Protective mechanism of moslosooflavone against hypobaric hypoxia-induced brain injury: insights from network pharmacology and in vivo validation.

Moslosooflavone, which is a natural flavonoid, demonstrates significant protective effects against hypobaric hypoxia-induced brain injury (HHBI). Nevertheless, its underlying mechanisms are still poorly understood. The present study aimed to elucidate the neuroprotective mechanisms of moslosooflavone against HHBI by integrating network pharmacology with in vivo experimental validation. Potential targets of moslosooflavone and HHBI-related genes were retrieved from public databases. The STRING database in conjunction with Cytoscape 3.9.1 software was used to construct a comprehensive protein-protein interaction (PPI) network. Gene Ontology (GO) and Kyoto Encyclopedia of Genes and Genomes (KEGG) enrichment analysis were performed via the DAVID database to screen key signaling pathways. Molecular docking was conducted via AutoDock Vina to validate the interactions. In vivo experiments confirmed the protective mechanism of moslosooflavone. A total of 78 common targets were identified, with ALB, AKT AKT1, HIF1A, ESR, and HSP90AA being identified as core targets. The PI3K/AKT signaling pathway was identified as a primary pathway via GO and KEGG enrichment analysis.
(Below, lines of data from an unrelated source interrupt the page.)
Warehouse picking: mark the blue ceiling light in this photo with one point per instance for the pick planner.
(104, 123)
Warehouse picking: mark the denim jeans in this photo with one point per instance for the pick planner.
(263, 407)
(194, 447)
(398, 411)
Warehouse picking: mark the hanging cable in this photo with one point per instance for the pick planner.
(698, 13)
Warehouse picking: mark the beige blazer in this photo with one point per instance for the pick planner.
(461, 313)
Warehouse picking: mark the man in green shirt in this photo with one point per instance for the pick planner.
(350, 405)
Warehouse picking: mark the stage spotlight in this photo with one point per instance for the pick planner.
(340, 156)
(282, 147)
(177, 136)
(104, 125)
Molecular docking revealed strong binding affinity between moslosooflavone and both PI3K and AKT1. In vivo studies indicated that moslosooflavone upregulated p-PI3K and p-AKT protein levels in the brain tissues of mice exposed to HH. However, this effect was reversed by the PI3K/AKT inhibitor known as LY294002. Additionally, the beneficial effects of moslosooflavone, including reducing pathological damage and exerting antioxidant, anti-inflammatory, and antiapoptotic effects, were significantly attenuated by LY294002. These findings suggest that the modulation of the PI3K/AKT signaling pathway is a key mechanism underlying the protective effects of moslosooflavone against HHBI.